La tensocorrosione, o Stress Corrosion Cracking (SCC), è un processo insidioso che attacca l'acciaio inossidabile nelle piscine. Questo fenomeno è causato da una combinazione di tensione di trazione, un ambiente corrosivo con cloruri e una temperatura specifica. Al di sopra della linea di galleggiamento, la concentrazione di vapori di cloro è massima, rendendo questa una zona critica.
Il pericolo maggiore della tensocorrosione è che spesso non è immediatamente visibile in superficie. Mentre l'esterno di un elemento di fissaggio può sembrare ancora intatto, internamente potrebbe già verificarsi una grave fessurazione dell'RVS della piscina. Ciò porta a un cedimento improvviso e catastrofico dei sistemi di sospensione e delle strutture portanti.
In particolare, i tipi di acciaio di qualità inferiore come A2 o A4 sono molto sensibili a questa forma di corrosione nelle piscine coperte. Per questo motivo, la NPR 9200 e il Bbl richiedono l'uso di leghe di alta qualità come il 1.4529 nelle applicazioni critiche.
Il primo passo: ispezione visiva dei fissaggi
Un'ispezione visiva regolare dei fissaggi è la prima e più accessibile linea di difesa per i gestori delle piscine. Durante questo controllo vengono ispezionati tutti i componenti in RVS portanti e non portanti visibili al di sopra della linea di galleggiamento. Prestare particolare attenzione alla formazione di ruggine, agli scolorimenti marroni o alle piccole fessurazioni capillari attorno a bulloni e dadi.
Sebbene le striature di ruggine di per sé non indichino direttamente la tensocorrosione, indicano una compromissione dello strato passivo dell'acciaio. Questo è un forte indicatore che il materiale non è resistente al clima predominante della piscina. A fronte di tali osservazioni, è sempre necessaria un'ulteriore analisi.
Documentare accuratamente ogni anomalia con foto e registri. Questo aiuta a costruire una cronologia delle manutenzioni ed è fondamentale per le segnalazioni obbligatorie ai sensi del Wkb.

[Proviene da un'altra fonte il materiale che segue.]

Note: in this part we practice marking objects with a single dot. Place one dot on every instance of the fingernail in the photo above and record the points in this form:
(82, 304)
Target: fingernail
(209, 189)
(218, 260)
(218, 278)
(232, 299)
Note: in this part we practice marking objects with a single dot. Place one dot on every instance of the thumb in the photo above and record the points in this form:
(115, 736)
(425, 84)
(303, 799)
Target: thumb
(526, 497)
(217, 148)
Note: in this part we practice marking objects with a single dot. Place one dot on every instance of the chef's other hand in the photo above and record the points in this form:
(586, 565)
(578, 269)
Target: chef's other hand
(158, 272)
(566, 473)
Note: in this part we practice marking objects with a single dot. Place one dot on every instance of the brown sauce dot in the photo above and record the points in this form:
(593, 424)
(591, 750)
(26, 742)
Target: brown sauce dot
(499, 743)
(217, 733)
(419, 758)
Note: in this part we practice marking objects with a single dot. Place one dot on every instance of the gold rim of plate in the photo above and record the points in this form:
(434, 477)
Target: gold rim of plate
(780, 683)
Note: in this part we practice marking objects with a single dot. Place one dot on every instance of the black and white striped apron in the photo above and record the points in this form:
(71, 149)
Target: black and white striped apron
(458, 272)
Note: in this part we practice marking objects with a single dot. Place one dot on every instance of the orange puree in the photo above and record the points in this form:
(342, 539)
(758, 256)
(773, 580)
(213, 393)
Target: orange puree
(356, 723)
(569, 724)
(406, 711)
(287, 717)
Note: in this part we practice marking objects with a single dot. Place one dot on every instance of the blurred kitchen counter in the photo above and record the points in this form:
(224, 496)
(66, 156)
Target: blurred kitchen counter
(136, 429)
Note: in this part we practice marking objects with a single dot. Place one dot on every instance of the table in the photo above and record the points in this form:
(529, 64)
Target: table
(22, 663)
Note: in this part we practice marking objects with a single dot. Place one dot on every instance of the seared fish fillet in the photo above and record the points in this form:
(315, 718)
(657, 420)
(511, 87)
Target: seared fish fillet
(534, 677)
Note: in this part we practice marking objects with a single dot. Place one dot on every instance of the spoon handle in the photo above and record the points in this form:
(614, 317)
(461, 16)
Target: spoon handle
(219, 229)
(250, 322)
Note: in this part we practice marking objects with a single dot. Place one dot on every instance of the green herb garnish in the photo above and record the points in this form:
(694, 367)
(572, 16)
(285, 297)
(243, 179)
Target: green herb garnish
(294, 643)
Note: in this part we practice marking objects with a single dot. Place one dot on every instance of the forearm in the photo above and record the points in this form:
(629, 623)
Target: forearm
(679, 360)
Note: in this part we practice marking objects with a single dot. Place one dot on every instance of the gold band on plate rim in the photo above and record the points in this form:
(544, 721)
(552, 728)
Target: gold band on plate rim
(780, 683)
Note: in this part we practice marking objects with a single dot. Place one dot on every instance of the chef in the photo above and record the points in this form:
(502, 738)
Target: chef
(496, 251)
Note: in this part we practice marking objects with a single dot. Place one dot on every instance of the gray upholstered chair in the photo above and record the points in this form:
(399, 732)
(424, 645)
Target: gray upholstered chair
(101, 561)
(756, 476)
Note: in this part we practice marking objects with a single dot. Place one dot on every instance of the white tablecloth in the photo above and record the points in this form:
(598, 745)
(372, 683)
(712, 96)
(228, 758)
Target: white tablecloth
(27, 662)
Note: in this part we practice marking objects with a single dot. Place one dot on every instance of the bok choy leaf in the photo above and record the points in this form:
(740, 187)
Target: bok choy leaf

Rilevamento avanzato della tensocorrosione
Quando i segnali visivi sono preoccupanti, o in caso di ispezione periodica obbligatoria SCC per le piscine, sono necessari metodi di prova avanzati. Un metodo comunemente utilizzato è il controllo con liquidi penetranti. In questo caso, viene applicato un liquido fortemente colorato o fluorescente che penetra nelle più piccole fessure superficiali, dopodiché un rivelatore rende visibili le fessure.
Per le crepe più profonde nel materiale, si ricorre spesso ai controlli ultrasonori. Onde sonore ad alta frequenza rimbalzano sui difetti interni, consentendo agli ispettori di mappare esattamente la profondità e la gravità della fessurazione senza smontare il componente.
Con i tipi di acciaio magnetici si può utilizzare anche il controllo magnetoscopico, sebbene sia meno indicato per molti dei tipi di RVS austenitico usati nelle piscine. La scelta del metodo di prova dipende sempre dal tipo di materiale e dalla posizione specifica del fissaggio.
Criteri di sostituzione secondo la NEN 9200
Una volta rilevata la tensocorrosione, è necessario un intervento immediato. Le linee guida NEN 9200 e NPR 9200 sono chiare sui passi da intraprendere in caso di scarto del materiale. I componenti con fessurazioni attive in strutture portanti devono essere immediatamente messi fuori servizio e sostituiti.
La sostituzione può avvenire solo con materiali di provata resistenza all'ambiente corrosivo della piscina. A tal fine, utilizzare esclusivamente elementi di fissaggio in materiale 1.4529, ad esempio quelli forniti da PoolFIX, per escludere rischi futuri.
Inoltre, l'applicazione di un rivestimento di alta qualità, come ACRATON® Dolphin, può contribuire a prolungare la durata dei componenti strutturali circostanti e a prevenire ulteriori attacchi da parte dei cloruri.
- Sostituire immediatamente al rilevamento di fessurazioni da SCC.
- Utilizzare esclusivamente RVS ad alta lega come 1.4529 per le parti portanti.
- Registrare tutte le azioni di ispezione e sostituzione nel fascicolo del fabbricato.